In March, Lloyd’s Chairman Lord Peter Levene finally got the attention of U.S. regulators. At a meeting in Florida, the National Association of Insurance Commissioners agreed to set up a task force, chaired by Massachusetts Commissioner Julianne Bowler, to examine options for a reform of the U.S. rules on allowing credit for reinsurance.
The current requirements fall most heavily on Lloyd’s, due to its unique structure. Many “alien” insurers and reinsurers operate through U.S. subsidiaries that follow “normal” reserving requirements. Lloyd’s has no similar operations in the U.S., as it is a market, not a company, although it is admitted in two states — Illinois and Kentucky.

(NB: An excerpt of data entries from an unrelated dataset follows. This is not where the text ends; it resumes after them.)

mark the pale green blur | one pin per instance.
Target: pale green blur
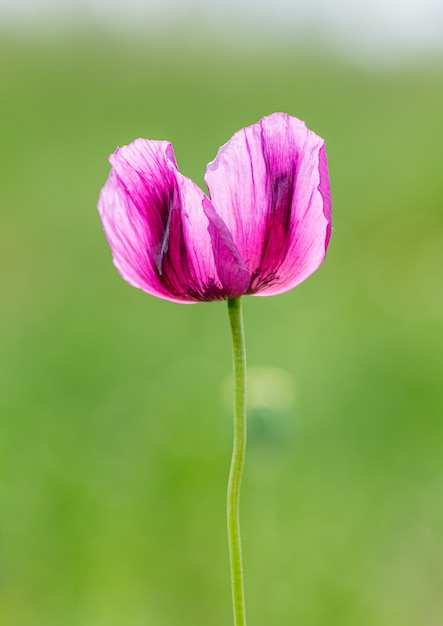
(115, 428)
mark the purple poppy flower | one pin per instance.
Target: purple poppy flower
(264, 228)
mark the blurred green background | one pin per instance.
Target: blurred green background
(115, 428)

Under the current 100 percent requirements Lloyd’s said its “underwriters alone have to place over $11 billion into these funds in order to underwrite business with U.S. insurers.”
Other non-U.S. companies are also often required to fund liabilities when policies are written outside of their subsidiaries.
The move to change the rules for reinsurers has advanced through the NAIC committees but its likelihood of being adopted by states is uncertain. A number of regulators oppose it, as does the American Insurance Association, which argues that “solvency protection is necessary because unlicensed reinsurers are not subject to financial regulation and review/audit by state regulators.”